Determines if the type+file exists in the repository. Returns 1 if it exists. Returns 0 if it does not exist. Returns -1 if an error occurred.

int RepHostExist (char *Type, char *Host);

Determines if the type+hostname exists in the repository. This is useful for determining of this particular host stores any files of the given type. Returns 1 if it exists. Returns 0 if it does not exist. Returns -1 if an error occurred.

int RepRemove (char *Type, char *Filename);

Remove a file from the repository. Returns the result from unlink() -- 0 on success. If there is an error, then a non-zero value is returned.

FILE * RepFread (char *Type, char *Filename);

This is a replacement for fopen(filename,"rb"). It returns a FILE pointer to the type+filename, or NULL on error. The caller should run RepFclose() when they are finished.

FILE * RepFwrite (char *Type, char *Filename);

This is a replacement for fopen(filename,"wb"). This function will also create the repository's directory if it is needed. It returns a FILE pointer to the type+filename, or NULL on error. The caller should run RepFclose() when they are finished.

int RepFclose (FILE *F);

This is a replacement for fclose(FilePointer). This returns the value from fclose().

int RepImport (char *Source, char *Type, char *Filename, int HardLink);

This is a really fast file copy. If HardLink is set (not zero), then it will use a hard link before trying a regular file copy (making it REALLY fast). The contents from Source are copied into the repository. This returns 0 on success, non-zero on failure.
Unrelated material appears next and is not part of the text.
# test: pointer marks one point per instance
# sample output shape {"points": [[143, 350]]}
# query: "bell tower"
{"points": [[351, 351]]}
RepMmapStruct * RepMmap (char *Type, char *Filename);

This is a replacement for mmap(). The file is opened for read-only access! Do not use this command to create a new file. It allocates and returns a structure containing the mmap handle:

struct RepMmapStruct
  {
  int FileHandle; /* handle from open() */
  unsigned char *Mmap; /* memory pointer from mmap */
  int MmapSize; /* size of mmap */
  };
typedef **struct** RepMmapStruct RepMmapStruct;

The caller must call RepMunmap() to free the structure.

RepMmapStruct * RepMmapFile (char *Filename);

Similar to RepMmap(), but takes a full filename as a parameter rather than a repository entry. (Technically, this is used by the RepMmap() function.)

void RepMunmap (RepMmapStruct *M);

This un-mmaps and deallocates the RepMmapStruct variable created by RepMmap() and RepMmapFile().